Referências verificadas em bases indexadas (PubMed) antes da publicação. O texto resume os achados de forma acessível; a leitura dos estudos originais é recomendada para o aprofundamento técnico.

Perguntas frequentes

Viscossuplementação funciona no tornozelo?

Os estudos disponíveis não mostraram o ácido hialurônico superior à solução salina no tornozelo (DeGroot et al., 2012; Paget et al., 2023). Por isso, nessa articulação, não é a primeira escolha do arsenal terapêutico — quando considerada, é uma decisão individual, caso a caso.

Quanto tempo dura o efeito?

Não há um número único válido para todos os casos. A duração observada nos estudos varia conforme a articulação, o estágio da artrose e a resposta individual — por isso não prometo um prazo fixo antes da avaliação; a reavaliação em consulta acompanha essa resposta ao longo do tempo.

Viscossuplementação é melhor que corticoide?

Não existe uma resposta genérica de "melhor". As duas opções têm perfis diferentes de segurança e de resposta, e a escolha entre elas — ou o uso combinado ao longo do tempo — é uma decisão individual, discutida na avaliação conforme o seu quadro.

Dói? Posso andar ou trabalhar depois?

É esperado algum desconforto local nas primeiras 24 a 48 horas após a aplicação, além de uma possível piora transitória da dor ou do inchaço nos primeiros dias — um efeito comum, não um sinal de falha. O retorno às atividades habituais costuma ser rápido.

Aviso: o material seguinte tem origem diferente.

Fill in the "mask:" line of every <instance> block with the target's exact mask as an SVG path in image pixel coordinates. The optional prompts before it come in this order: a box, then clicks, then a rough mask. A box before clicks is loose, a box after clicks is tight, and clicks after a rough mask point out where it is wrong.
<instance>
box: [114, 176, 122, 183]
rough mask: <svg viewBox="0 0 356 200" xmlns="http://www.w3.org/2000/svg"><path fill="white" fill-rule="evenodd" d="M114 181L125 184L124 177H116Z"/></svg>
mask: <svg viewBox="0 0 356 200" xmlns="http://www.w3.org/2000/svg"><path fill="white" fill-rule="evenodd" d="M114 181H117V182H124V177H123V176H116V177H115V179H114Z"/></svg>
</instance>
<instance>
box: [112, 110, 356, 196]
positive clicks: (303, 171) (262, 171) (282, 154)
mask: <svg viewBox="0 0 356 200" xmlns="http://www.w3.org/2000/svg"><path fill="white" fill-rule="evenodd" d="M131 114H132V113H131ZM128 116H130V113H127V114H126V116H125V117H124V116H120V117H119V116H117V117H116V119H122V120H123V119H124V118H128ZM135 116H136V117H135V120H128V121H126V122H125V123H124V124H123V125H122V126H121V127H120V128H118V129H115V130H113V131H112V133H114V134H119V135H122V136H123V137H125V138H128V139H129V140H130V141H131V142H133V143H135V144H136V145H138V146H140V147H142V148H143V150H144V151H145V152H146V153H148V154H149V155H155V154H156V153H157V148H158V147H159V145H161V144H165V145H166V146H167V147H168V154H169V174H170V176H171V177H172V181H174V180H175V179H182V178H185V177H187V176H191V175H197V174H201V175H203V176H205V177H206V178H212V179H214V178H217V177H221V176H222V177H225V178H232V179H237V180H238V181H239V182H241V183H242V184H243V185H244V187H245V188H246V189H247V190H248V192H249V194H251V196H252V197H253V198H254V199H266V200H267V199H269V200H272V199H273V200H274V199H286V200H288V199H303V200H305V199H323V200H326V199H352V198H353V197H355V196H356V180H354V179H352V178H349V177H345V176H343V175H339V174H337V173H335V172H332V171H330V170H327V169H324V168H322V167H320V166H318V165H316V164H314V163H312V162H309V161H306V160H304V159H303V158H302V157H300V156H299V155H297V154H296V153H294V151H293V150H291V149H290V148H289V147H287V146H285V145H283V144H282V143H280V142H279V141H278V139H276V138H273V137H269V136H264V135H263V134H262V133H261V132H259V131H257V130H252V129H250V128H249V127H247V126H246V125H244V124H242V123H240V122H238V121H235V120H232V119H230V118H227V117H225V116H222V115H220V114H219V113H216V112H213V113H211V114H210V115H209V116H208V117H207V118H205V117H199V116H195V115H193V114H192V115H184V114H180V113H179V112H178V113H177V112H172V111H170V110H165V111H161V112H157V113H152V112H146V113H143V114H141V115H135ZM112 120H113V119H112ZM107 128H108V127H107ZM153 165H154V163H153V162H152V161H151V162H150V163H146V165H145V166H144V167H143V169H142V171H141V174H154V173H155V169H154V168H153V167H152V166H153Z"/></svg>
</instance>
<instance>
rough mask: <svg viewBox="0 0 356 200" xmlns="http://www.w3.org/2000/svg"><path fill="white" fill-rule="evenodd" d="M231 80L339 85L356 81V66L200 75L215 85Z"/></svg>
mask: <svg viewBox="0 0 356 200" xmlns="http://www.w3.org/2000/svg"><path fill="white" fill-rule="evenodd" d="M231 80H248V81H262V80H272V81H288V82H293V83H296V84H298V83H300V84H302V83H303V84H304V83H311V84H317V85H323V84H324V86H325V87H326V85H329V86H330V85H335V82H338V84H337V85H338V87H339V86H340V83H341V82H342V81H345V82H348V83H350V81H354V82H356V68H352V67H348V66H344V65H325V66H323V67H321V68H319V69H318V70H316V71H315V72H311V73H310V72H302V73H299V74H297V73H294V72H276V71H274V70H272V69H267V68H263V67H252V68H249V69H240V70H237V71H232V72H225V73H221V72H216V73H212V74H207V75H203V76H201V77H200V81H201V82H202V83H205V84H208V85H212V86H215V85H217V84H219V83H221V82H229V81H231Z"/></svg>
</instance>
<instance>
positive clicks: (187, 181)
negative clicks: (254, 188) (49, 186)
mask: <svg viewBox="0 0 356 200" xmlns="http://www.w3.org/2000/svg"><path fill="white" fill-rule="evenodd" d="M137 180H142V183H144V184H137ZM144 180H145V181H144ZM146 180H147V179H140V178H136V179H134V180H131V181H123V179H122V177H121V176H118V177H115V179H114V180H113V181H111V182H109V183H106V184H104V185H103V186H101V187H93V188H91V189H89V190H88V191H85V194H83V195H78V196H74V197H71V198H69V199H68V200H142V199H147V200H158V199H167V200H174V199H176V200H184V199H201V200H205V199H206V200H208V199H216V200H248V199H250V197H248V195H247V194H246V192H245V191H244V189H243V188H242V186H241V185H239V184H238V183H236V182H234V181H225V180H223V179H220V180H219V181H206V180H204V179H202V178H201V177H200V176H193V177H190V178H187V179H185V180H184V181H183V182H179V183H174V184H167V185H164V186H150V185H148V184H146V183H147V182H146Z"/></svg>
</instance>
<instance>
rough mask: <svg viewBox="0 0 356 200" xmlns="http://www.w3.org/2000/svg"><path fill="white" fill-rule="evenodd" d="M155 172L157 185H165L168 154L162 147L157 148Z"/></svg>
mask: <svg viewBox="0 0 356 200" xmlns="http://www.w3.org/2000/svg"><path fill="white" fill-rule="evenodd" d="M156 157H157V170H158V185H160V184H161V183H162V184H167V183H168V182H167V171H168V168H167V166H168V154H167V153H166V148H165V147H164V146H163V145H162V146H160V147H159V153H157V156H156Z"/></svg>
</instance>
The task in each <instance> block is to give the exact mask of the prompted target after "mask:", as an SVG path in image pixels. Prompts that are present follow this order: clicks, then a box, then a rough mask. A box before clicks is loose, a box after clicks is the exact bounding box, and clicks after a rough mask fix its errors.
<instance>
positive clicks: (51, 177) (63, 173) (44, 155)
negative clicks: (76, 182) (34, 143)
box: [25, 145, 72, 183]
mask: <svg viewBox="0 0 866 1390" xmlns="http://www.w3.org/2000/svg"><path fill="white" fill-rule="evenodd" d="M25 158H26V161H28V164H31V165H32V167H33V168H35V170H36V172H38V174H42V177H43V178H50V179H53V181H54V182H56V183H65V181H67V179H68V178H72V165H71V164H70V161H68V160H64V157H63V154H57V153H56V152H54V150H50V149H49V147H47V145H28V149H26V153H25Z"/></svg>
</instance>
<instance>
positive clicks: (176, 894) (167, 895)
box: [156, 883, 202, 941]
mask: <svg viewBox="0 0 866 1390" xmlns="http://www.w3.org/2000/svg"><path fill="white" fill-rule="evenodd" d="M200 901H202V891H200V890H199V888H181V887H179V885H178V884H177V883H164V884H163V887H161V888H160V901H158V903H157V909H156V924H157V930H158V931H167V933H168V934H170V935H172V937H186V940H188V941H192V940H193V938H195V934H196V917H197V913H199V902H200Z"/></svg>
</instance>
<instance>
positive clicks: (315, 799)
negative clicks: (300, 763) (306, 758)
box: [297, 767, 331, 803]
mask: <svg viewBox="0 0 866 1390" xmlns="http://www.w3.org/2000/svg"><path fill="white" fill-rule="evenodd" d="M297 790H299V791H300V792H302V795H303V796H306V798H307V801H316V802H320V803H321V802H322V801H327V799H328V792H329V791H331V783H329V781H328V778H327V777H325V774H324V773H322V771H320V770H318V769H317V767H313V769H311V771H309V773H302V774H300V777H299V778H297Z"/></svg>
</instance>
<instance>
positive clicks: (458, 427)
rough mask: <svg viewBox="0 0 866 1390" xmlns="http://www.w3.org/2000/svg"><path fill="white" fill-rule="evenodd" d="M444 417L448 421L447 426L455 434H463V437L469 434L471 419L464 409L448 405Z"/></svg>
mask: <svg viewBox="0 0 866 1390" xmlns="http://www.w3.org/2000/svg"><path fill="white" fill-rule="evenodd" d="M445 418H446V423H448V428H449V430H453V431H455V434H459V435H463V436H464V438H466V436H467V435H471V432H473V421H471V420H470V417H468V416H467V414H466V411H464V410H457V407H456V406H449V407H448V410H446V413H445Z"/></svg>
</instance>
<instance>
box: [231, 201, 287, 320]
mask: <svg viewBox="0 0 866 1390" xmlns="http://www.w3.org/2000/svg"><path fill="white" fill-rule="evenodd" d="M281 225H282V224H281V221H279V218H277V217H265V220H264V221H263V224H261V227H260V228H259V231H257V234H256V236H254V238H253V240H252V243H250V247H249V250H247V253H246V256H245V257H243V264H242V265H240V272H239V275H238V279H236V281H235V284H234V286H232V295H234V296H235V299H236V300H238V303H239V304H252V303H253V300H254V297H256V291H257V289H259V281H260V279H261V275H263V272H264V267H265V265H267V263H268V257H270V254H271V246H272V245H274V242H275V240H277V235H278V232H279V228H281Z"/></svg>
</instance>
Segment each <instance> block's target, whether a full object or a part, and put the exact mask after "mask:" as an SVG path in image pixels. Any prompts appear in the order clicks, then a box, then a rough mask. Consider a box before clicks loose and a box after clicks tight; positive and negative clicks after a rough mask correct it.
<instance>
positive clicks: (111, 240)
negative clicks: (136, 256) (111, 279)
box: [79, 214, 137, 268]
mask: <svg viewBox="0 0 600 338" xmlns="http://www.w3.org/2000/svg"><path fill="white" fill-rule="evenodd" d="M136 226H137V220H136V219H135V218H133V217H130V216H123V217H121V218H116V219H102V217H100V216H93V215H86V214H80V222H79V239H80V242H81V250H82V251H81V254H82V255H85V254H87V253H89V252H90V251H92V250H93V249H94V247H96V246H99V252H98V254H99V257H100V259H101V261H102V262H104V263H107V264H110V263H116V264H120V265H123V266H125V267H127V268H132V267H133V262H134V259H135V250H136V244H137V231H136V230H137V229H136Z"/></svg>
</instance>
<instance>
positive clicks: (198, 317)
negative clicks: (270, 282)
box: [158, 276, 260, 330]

Quantas aplicações são necessárias?

Uma revisão sistemática não encontrou diferença consistente entre esquemas de aplicação única e de múltiplas aplicações, e protocolos de 5 injeções não superaram os de 3 (McElheny et al., 2019). O número exato é definido caso a caso, na avaliação.

Quando a viscossuplementação não é indicada?

Não costumo indicar como primeira resposta a uma dor articular recente, em artrose muito avançada esperando reconstrução da cartilagem, ou como primeira escolha no tornozelo. Infecção ativa no local e alergia a componentes do produto também contraindicam o procedimento.